Thursday, November 17, 2011. Although mid-November, it had been a balmy, mild week. Yet on this day, a certain frigidness crept in from the North. Or perhaps the East. Actually, I don't know where it came from, but it certainly got cold. I had had a busy week, going to events and such, and was looking forward to a night of whatever I wanted it to be. I wanted it to be fried chicken.
I have discussed fried chicken on this blog before, but to reiterate: I have this desire, this need, to have an absolutely transcendent fried chicken. I'm not sure why, but all I think about is having the greatest fried chicken, one that is crispy, golden, crunchy, salty, tender, juicy and moist but not too juicy and moist; one that just has an incredibly buttery, chicken-y, crunchy taste. I need to have this.
Now, back to my narrative. There was music in the cafes at night and revolution in the air. The Occupy Wall Street crowd were marching over the Brooklyn Bridge, and I could have joined them and supported a worthwhile cause, but instead I chose chicken, which is actually much more worthwhile. I went to The Cardinal, a new restaurant on East 4th Street, for some fried chicken.
I am not one to talk about ambiance when it comes to restaurants, but, for reasons I will later elaborate on, The Cardinal was exactly as it should be. Warm and relaxed vibe; felt like I could be in North Carolina (where the chef is from). As I was alone, I sat at the bar, and a young lady who had been speaking French and who was manning the bar asked for my order. "The fried chicken with mac and cheese and black eyed peas," I declared, "and a Dad's root beer to drink!"
My meal arrived, and this was easily one of the better fried chickens I have ever had. Also, the mac and cheese was very good, and the black eyed peas were revelatory in the sense that I didn't know black eyed peas could be so good. The whole experience was great. The restaurant, the service, the Dad's root beer, the sides and the fried chicken.

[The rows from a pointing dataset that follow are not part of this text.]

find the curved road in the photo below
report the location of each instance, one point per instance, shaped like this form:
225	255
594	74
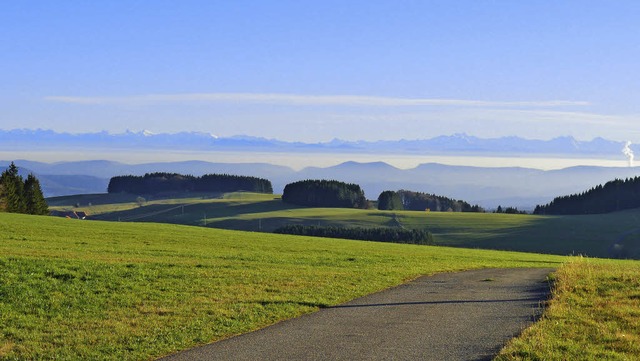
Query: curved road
452	316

Indeed, perhaps I have learned a lesson here. This whole time, I've been seeking the perfect fried chicken. Perhaps, though, there is no such thing: only the perfect fried chicken experience or meal. Maybe fried chicken is not meant to be perfect on its own.
But no, no! I must have the perfect fried chicken. A fried chicken in which all I need is the chicken, or perhaps a side of the very same fried chicken to go with my perfect fried chicken. I need to eat fried chicken and feel whole. As Jesus is my witness, I must find it, and if I do, Jesus is welcome to hang around and join me, as long as he doesn't hog all of the fried chicken.
Summary: The Cardinal is awesome, I will be going back to eat their fried chicken and also lots of other dishes that look tasty, and although their fried chicken is one of the best fried chickens I have ever had, my soul still feels empty.